`pivot_wider` issues with methods table for Crous_2013
Closed this issue · 2 comments
Currently trying to work on trait_pivot_wider
for the new version of AusTraits.
Following @ehwenk advice to group_by(., dataset_id, taxon_name, observation_id, original_name, source_id, method_id, value_type)
before pivot_wider()
, I was able to successfully pivot wide the traits table for Crous_2013
Crous_2013$traits %>%
group_by(dataset_id, taxon_name, observation_id, original_name, source_id, method_id, value_type) %>%
pivot_wider(names_from = trait_name,
values_from = value)
After joining locations and contexts
Crous_2013 %>%
join_locations() %>%
purrr::pluck("traits") %>%
group_by(., dataset_id, taxon_name, observation_id, original_name, source_id, method_id, value_type) %>%
pivot_wider(names_from = trait_name,
values_from = value)
Crous_2013 %>%
join_contexts() %>%
purrr::pluck("traits") %>%
group_by(., dataset_id, taxon_name, observation_id, original_name, source_id, method_id, value_type) %>%
pivot_wider(names_from = trait_name,
values_from = value)
But failing to pivot after joining in methods
Crous_2013 %>%
join_methods() %>%
purrr::pluck("traits") %>%
group_by(., dataset_id, taxon_name, observation_id, original_name, source_id, method_id, value_type) %>%
pivot_wider(names_from = trait_name,
values_from = value)
I noticed there are duplicated rows in Crous_2013$methods
join_methods() %>%
purrr::pluck("methods") %>%
duplicated()
FALSE FALSE FALSE FALSE FALSE FALSE FALSE FALSE FALSE TRUE TRUE TRUE
Repeating the above steps for another study seems to be okay. e.g. austraits %>% extract_dataset("Crous_2019")
Is this unique duplication issue of Crous_2013?
NB: Need to use join_
on develop branch!
I considered adding distinct()
to join_methods
function e.g.
join_methods2 <- function(austraits, vars = c("methods", "year_collected_start", "year_collected_end", "collection_type")) {
austraits$methods %>%
dplyr::select(c("dataset_id", "trait_name"), tidyselect::any_of(vars))
distinct() -> methods
austraits$traits <- austraits$traits %>%
dplyr::left_join(by=c("dataset_id", "trait_name"),
methods)
austraits
}
While this solution allows me to pivot_wider()
successfully
Crous_2013 %>%
join_methods2() %>%
purrr::pluck("traits") %>%
group_by(., dataset_id, taxon_name, observation_id, original_name, source_id, method_id, value_type) %>%
pivot_wider(names_from = trait_name,
values_from = value)
The pivot_wide is adding on more rows that the other joins above
Crous_2013 %>%
join_methods2() %>%
purrr::pluck("traits") %>%
group_by(., dataset_id, taxon_name, observation_id, original_name, source_id, method_id, value_type) %>%
pivot_wider(names_from = trait_name,
values_from = value) %>%
nrow() # 325 This is the same as using join_methods() above but doesn't create list cols in the traits table
Crous_2013 %>%
join_contexts() %>%
purrr::pluck("traits") %>%
group_by(., dataset_id, taxon_name, observation_id, original_name, source_id, method_id, value_type) %>%
pivot_wider(names_from = trait_name,
values_from = value) %>%
nrow() # 294
Not sure where to best begin debugging this?

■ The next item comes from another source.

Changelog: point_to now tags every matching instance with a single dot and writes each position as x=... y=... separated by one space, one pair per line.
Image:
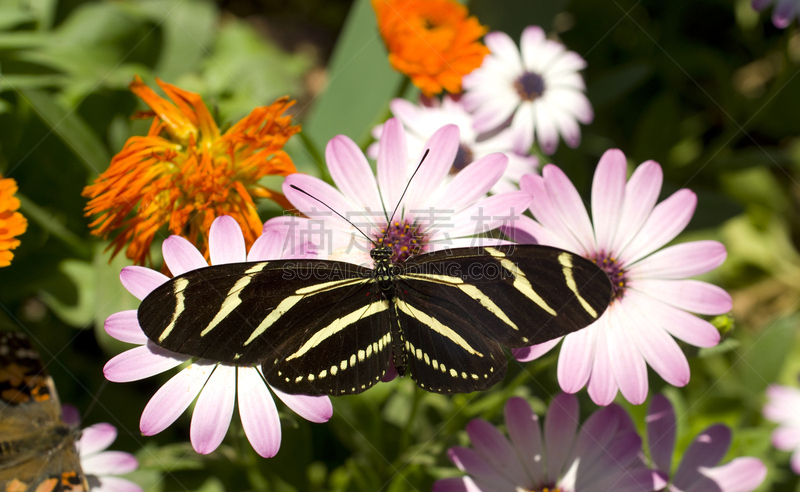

Suggestions would be great! @dfalster @ehwenk
@ehwenk and I have solved this.
Firstly, distinct
in join_methods2
is a good idea otherwise left_join will add more rows for every dataset_id and trait_name combo. This has been implemented
Secondly,while this may pivot wider successfully, it may not be particularly useful for the user
Crous_2013 %>%
join_methods2() %>%
purrr::pluck("traits") %>%
group_by(., dataset_id, taxon_name, observation_id, original_name, source_id, method_id, value_type) %>%
pivot_wider(names_from = trait_name,
values_from = value)
It populates the dataframe with lots of NAs because methods is unique for every unique combo of trait_name, dataset_id, taxon_name, observation_id, original_name, source_id, method_id, value_type. It essentially produces wider table that is very long and very wide. It also doesn't make logistical sense. So current recommendation to users to not join_methods if you want to pivot wider. this is a caveat of relational databases.